Artışın nedenini istemediği halde otomatik kaydı meslek lisesi ya da imam hatip lisesine yapılan öğrencilerin açık öğretimde okumayı tercih etmesi olduğunu belirten Sağıroğlu, artışın bir diğer nedeni de lise son sınıf öğrencilerinin üniversite sınavına hazırlanmak için kayıtlarını açık liseye aldırmış olmalarıdır” diye belirtti.

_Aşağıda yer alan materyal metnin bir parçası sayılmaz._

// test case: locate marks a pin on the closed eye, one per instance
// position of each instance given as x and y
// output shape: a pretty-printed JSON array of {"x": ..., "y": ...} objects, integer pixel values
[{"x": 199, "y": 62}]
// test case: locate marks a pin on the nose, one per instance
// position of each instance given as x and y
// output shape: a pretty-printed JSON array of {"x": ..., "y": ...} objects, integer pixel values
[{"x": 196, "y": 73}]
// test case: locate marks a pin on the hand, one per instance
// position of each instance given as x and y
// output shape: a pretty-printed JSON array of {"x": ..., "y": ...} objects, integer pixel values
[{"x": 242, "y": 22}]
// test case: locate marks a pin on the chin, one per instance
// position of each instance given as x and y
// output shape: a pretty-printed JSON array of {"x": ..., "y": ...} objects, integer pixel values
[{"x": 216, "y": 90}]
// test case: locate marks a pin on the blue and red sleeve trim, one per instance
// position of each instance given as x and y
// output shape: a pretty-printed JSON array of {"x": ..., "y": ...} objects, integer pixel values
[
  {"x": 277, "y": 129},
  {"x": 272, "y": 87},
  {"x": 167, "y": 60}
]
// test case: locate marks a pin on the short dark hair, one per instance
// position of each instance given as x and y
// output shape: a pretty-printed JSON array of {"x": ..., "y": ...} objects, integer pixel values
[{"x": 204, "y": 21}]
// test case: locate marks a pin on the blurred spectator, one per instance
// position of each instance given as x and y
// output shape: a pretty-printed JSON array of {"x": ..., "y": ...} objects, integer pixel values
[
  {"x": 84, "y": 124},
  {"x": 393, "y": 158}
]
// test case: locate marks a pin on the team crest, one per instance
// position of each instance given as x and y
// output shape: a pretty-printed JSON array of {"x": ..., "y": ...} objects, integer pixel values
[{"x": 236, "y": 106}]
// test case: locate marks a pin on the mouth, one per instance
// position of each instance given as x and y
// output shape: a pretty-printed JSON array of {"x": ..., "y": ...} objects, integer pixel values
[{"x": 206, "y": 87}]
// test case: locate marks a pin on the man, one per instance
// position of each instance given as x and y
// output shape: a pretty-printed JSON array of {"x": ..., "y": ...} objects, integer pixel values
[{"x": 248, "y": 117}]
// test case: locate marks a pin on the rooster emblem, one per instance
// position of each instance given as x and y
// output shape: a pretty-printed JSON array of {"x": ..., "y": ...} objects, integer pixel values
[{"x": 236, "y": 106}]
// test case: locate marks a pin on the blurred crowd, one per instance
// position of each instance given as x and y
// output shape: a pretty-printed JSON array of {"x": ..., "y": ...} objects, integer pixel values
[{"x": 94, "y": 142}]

‘Toplumsal cinsiyet anlayışı pekişecek’
4+4+4 düzenlemesiyle başlayarak bugüne kadar katlanarak gelen sistemde kız çocuklarının eğitimin dışına itilip, toplumsal hayattan koparıldığını belirten Sağıroğlu, cinsiyetçi bir anlayışla hazırlanan yeni müfredat ile toplumsal cinsiyet rollerini meşrulaştıran, LGBTİ+ bireyleri yok sayan bir yapının oluşturulduğunun altını çizdi.
Sağıroğlu, “Yeni eğitim müfredatı, tüm derslerde ‘dini’ ve ‘milli’ değerleri temel alan, farklılıkları ötekileştiren, kendi cinsiyetçi siyasal-ideolojik çizgisinde cinsiyete dayalı ayrımcılığı daha da derinleştiren bir içeriktedir. Siyasal iktidarın muhafazakar ve gerici cinsiyet anlayışıyla hazırlanan bu müfredatla birlikte eğitim sisteminin cinsiyetçi yapısının daha da derinleşeceği açıktır” ifadelerini kullandı.
‘Eleştirilerimiz politik niteliktedir’
Sağıroğlu sözlerini şöyle sonlandırdı: “Karma eğitime yönelik müdahaleler, eğitimin dinselleşmesi ve çocukların geleneksel rol kalıplarıyla yetiştirilmesine yönelik müfredatlar kadını kamusal alandan dışlamayı amaçlamakta, kadınları eve hapsederek şiddet ve istismarın önünü açmaktadır. Dolayısıyla eleştirilerimiz sadece teknik ve pedagojik değil aynı zamanda politik niteliktedir.”